Query & Query Output
/*
CREATED BY: Jeremy Bosse
CREATED ON: 7/3/2023
DESCRIPTION: Using a COUNT function, a WHERE clause, a GROUP BY clause, and an ORDER BY keyword, this statement creates a table with a count of casual riders using the electric bike in order of the month and year.
*/
CREATED BY: Jeremy Bosse
CREATED ON: 7/3/2023
DESCRIPTION: Using a COUNT function, a WHERE clause, a GROUP BY clause, and an ORDER BY keyword, this statement creates a table with a count of casual riders using the electric bike in order of the month and year.
*/
CREATE TABLE bike_share_rides.electric_bike_casual AS
SELECT
month,
year,
rideable_type,
COUNT(ride_id) AS rideable_type_trend_casual
FROM
`bike_share_rides.full_year`
WHERE
member_casual = 'casual'
AND
rideable_type = 'electric_bike'
GROUP BY
month,
year,
rideable_type
ORDER BY
year ASC,
month ASC;
/*
CREATED BY: Jeremy Bosse
CREATED ON: 7/3/2023
DESCRIPTION: Using a COUNT function, a WHERE clause, a GROUP BY clause, and an ORDER BY keyword, this statement creates a table with a count of member riders using the electric bike in order of the month and year.
*/
CREATE TABLE bike_share_rides.electric_bike_member AS
SELECT
month,
year,
rideable_type,
COUNT(ride_id) AS rideable_type_trend_member
FROM
`bike_share_rides.full_year`
WHERE
member_casual = 'member'
AND
rideable_type = 'electric_bike'
GROUP BY
month,
year,
rideable_type
ORDER BY
year ASC,
month ASC;
/*
CREATED BY: Jeremy Bosse
CREATED ON: 7/3/2023
DESCRIPTION: Using a COUNT function, a LEFT JOIN keyword, a WHERE clause, a GROUP BY clause, and an ORDER BY keyword, this table results in a count of casual riders, a count of member riders, and total riders who used an electric bike in order of the month and year.
*/
SELECT
F.rideable_type,
F.month,
F.year,
C.rideable_type_trend_casual AS casual_use,
M.rideable_type_trend_member AS member_use,
COUNT(ride_id) AS total_use
FROM
`bike_share_rides.full_year` AS F
LEFT JOIN
`bike_share_rides.electric_bike_casual` AS C
ON
F.month = C.month
AND
F.year = C.year
LEFT JOIN
`bike_share_rides.electric_bike_member` AS M
ON
C.month = M.month
AND
C.year = M.year
WHERE
F.rideable_type = 'electric_bike'
GROUP BY
F.rideable_type,
F.month,
F.year,
C.rideable_type_trend_casual,
M.rideable_type_trend_member
ORDER BY
F.year ASC,
F.month ASC
rideable_type month year casual_use member_use total_use
electric_bike 4 2022 66758 125663 192421
electric_bike 5 2022 127930 156472 284402
electric_bike 6 2022 168408 163484 331892
electric_bike 7 2022 218902 200352 419254
electric_bike 8 2022 203960 211585 415545
electric_bike 9 2022 171493 203870 375363
electric_bike 10 2022 134806 197702 332508
electric_bike 11 2022 61817 125404 187221
electric_bike 12 2022 30317 76214 106531
electric_bike 1 2023 24361 73908 98269
electric_bike 2 2023 25287 73074 98361
electric_bike 3 2023 39725 108850 148575
Analysis Summary
Through my analysis, I have deduced that casual riders exhibit distinct preferences when utilizing Cyclistic bikes compared to member riders.
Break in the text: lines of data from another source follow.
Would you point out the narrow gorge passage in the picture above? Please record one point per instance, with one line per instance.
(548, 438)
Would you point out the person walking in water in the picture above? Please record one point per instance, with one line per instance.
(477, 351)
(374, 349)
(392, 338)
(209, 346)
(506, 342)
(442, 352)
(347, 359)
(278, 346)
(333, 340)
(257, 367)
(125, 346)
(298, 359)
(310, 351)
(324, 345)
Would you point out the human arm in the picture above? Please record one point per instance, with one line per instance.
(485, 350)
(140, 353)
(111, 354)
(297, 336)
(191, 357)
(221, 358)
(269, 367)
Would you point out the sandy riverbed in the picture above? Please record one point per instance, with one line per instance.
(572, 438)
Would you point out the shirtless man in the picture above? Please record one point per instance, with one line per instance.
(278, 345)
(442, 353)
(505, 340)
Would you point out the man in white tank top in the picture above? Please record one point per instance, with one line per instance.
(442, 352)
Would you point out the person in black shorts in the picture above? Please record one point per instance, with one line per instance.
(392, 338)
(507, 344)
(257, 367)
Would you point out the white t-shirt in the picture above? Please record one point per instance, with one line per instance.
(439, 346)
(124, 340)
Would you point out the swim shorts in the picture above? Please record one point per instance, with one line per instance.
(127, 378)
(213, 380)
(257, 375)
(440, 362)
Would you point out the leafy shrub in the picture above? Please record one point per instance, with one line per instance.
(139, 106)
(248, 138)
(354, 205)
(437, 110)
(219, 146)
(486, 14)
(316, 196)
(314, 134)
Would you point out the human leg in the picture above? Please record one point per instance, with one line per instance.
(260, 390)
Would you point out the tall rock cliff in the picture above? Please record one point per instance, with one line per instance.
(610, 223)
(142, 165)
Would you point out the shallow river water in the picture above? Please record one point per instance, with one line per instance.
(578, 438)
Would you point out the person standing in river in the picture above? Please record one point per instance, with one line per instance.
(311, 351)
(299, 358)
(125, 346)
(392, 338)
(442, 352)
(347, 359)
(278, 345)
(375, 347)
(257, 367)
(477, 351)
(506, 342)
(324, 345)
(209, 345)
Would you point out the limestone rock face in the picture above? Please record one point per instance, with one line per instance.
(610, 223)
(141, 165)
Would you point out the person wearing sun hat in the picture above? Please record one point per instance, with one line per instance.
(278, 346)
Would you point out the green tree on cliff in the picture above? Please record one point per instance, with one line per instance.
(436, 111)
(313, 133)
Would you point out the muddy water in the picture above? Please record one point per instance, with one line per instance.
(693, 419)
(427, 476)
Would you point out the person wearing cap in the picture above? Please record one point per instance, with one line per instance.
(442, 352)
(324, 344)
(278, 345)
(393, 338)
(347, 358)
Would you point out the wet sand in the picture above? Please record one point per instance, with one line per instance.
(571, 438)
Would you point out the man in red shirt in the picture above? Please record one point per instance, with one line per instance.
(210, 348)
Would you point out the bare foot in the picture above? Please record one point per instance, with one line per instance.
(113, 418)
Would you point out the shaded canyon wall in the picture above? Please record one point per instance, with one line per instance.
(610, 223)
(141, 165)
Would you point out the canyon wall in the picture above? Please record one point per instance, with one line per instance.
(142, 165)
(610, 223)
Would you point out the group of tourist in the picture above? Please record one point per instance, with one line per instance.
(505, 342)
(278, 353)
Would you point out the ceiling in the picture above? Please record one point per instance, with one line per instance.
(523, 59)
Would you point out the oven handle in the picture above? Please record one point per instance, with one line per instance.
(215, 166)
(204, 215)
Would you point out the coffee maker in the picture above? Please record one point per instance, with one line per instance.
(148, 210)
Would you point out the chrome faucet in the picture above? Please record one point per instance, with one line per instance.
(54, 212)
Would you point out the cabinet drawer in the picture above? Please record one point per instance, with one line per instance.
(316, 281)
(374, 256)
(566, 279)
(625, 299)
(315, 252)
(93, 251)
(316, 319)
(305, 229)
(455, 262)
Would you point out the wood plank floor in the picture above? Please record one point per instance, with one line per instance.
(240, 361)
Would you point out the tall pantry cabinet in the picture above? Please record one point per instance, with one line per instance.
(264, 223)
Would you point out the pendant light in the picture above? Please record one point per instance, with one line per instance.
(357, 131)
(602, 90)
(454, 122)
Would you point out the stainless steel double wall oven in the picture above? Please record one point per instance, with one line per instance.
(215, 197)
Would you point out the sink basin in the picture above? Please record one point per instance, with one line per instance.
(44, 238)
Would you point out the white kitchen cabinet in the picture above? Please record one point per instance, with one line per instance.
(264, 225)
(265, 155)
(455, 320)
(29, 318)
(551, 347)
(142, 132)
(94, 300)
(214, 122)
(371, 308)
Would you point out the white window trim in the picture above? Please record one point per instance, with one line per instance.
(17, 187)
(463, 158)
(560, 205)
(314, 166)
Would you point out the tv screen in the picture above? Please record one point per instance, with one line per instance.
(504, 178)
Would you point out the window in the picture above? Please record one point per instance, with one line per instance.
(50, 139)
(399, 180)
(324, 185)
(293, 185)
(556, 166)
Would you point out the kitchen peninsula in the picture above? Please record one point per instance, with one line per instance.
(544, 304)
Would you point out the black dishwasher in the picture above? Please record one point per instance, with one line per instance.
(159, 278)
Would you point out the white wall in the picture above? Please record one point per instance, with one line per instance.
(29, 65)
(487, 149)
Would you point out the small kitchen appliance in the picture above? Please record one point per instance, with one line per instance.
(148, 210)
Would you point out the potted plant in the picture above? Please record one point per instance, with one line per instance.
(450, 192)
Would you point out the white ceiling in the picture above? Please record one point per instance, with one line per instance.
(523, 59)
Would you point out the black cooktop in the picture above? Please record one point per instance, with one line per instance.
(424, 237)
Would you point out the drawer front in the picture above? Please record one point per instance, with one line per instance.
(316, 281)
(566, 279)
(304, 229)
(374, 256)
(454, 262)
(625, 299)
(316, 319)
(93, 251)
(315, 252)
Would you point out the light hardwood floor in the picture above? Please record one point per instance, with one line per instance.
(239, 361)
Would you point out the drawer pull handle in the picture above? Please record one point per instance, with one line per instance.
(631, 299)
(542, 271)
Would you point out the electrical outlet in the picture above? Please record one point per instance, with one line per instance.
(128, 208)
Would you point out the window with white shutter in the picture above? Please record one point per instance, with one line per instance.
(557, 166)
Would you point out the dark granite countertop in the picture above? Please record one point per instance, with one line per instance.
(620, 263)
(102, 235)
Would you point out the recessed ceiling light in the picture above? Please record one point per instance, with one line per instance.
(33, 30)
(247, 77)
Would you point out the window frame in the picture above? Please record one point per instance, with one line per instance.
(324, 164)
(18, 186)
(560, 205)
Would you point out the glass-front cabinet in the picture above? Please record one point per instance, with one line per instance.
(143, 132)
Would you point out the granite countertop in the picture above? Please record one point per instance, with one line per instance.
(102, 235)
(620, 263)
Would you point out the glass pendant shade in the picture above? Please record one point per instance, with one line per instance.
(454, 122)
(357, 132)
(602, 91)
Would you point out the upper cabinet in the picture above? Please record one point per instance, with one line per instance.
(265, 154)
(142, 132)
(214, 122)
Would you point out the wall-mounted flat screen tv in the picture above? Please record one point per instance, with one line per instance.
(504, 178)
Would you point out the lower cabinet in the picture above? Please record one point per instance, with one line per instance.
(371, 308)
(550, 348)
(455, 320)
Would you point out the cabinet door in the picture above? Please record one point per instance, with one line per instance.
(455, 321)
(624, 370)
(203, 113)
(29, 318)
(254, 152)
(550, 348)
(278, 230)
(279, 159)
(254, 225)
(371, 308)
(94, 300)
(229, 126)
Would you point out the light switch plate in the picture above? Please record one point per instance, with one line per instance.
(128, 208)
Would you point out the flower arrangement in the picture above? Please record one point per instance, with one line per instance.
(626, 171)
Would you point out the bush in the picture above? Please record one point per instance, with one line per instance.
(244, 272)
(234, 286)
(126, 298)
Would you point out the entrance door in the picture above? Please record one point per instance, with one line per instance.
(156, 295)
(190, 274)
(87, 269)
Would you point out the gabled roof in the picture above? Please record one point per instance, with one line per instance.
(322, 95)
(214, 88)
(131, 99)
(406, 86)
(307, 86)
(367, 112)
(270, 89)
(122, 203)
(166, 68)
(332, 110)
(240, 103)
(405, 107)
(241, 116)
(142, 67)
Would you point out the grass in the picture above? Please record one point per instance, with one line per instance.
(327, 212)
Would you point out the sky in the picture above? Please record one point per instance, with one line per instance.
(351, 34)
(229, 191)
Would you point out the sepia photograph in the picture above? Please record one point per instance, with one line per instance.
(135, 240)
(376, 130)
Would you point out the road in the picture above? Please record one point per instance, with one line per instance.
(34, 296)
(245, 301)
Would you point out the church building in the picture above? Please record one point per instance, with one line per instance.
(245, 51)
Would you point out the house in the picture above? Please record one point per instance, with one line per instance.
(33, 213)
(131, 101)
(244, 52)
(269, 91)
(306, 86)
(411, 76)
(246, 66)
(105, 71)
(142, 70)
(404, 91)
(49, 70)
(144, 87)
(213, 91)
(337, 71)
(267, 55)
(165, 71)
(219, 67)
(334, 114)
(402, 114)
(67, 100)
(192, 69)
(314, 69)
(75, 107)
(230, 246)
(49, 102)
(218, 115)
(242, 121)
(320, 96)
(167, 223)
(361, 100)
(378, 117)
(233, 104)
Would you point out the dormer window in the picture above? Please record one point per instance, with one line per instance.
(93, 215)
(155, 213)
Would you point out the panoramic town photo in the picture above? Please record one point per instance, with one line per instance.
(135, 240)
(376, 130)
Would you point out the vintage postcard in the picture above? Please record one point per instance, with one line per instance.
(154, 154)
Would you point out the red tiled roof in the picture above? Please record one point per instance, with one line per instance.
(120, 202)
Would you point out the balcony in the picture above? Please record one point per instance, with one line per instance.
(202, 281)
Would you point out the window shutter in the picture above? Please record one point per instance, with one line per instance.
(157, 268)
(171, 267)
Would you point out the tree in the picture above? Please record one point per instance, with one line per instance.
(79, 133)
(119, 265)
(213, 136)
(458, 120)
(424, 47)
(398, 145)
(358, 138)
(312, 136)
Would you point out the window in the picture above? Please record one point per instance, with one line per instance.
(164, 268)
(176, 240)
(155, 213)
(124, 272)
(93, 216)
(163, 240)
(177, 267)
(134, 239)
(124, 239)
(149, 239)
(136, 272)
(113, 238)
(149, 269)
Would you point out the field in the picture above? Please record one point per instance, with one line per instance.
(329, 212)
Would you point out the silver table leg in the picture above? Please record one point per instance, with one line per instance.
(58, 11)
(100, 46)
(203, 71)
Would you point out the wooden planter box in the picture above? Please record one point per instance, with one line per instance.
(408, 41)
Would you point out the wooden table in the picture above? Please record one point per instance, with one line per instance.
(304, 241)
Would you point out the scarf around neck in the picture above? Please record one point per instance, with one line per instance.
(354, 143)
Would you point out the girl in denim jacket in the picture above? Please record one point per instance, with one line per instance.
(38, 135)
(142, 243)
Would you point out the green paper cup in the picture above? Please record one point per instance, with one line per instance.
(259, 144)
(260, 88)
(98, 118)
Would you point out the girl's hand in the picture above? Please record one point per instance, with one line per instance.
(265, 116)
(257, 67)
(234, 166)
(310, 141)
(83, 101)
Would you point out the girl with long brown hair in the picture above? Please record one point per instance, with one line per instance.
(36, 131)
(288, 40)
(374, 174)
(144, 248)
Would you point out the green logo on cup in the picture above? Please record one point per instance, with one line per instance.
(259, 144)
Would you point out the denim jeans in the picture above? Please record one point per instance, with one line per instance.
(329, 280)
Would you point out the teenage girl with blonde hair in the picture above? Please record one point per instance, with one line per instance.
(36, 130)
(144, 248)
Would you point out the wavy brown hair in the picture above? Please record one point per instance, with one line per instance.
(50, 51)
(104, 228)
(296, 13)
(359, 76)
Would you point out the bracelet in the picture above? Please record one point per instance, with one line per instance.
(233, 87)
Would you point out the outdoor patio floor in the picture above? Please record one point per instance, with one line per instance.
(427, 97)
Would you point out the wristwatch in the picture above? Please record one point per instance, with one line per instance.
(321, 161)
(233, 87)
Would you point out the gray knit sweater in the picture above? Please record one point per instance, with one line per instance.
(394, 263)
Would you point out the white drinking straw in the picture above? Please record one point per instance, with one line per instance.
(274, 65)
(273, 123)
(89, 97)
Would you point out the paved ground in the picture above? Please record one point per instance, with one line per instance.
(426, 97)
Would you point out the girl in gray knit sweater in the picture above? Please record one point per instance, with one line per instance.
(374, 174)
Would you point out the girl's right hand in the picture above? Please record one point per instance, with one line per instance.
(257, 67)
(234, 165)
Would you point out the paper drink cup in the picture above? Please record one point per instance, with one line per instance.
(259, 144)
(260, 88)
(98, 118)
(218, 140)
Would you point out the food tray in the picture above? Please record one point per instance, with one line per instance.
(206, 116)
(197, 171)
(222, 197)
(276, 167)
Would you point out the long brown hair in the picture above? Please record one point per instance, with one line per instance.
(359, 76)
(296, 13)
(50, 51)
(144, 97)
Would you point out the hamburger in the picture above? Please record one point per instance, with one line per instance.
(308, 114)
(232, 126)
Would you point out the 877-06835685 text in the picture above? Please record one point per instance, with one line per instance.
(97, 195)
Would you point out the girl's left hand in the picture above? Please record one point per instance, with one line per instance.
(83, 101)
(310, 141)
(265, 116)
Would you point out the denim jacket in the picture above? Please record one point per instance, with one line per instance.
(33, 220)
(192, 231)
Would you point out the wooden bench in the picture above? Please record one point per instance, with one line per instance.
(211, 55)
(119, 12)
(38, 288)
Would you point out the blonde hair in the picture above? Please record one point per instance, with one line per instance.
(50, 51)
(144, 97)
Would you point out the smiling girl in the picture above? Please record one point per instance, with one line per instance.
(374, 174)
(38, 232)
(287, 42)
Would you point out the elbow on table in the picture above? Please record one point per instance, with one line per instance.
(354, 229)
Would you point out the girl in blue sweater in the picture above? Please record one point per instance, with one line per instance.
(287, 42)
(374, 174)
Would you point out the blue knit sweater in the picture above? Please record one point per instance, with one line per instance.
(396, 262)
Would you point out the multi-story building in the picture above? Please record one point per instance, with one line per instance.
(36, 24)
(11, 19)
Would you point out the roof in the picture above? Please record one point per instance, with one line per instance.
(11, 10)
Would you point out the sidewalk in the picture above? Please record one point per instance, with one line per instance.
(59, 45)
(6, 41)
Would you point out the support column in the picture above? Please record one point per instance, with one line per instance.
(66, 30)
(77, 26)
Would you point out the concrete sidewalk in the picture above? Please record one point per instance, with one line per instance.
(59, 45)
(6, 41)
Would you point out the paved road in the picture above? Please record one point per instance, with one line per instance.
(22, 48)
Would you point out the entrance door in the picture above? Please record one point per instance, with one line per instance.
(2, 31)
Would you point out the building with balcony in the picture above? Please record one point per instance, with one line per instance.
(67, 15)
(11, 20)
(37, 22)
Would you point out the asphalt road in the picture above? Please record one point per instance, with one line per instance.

Specifically, casual riders engage in longer rides on average during the spring and summer, favor weekends more than their member counterparts, demonstrate peak rider activity earlier in the summer, show a preference for afternoon rides, and exhibit a higher preference for electric bikes over other rideable types.
Recommendations
- Advertise to casual users promotional incentives during their peak season between Spring and Summer, and encourage enrollment into an annual subscription.
- Advertise to Casual riders promotional incentives for enrolling in an annual subscription between Saturday and Sunday.
- Advertise to Casual riders promotional incentives for enrolling in an annual subscription in the afternoon between 4:00 PM and 7:00 PM daily.
- Advertise to Casual riders promotional incentives for enrolling in an annual subscription whenever an electric bike is used.
- Utilize the email addresses of casual riders who sign up for a single or full-day pass using a landing page during ride activation.
- Create an email campaign with email addresses obtained through email capture to convert casual riders to member riders.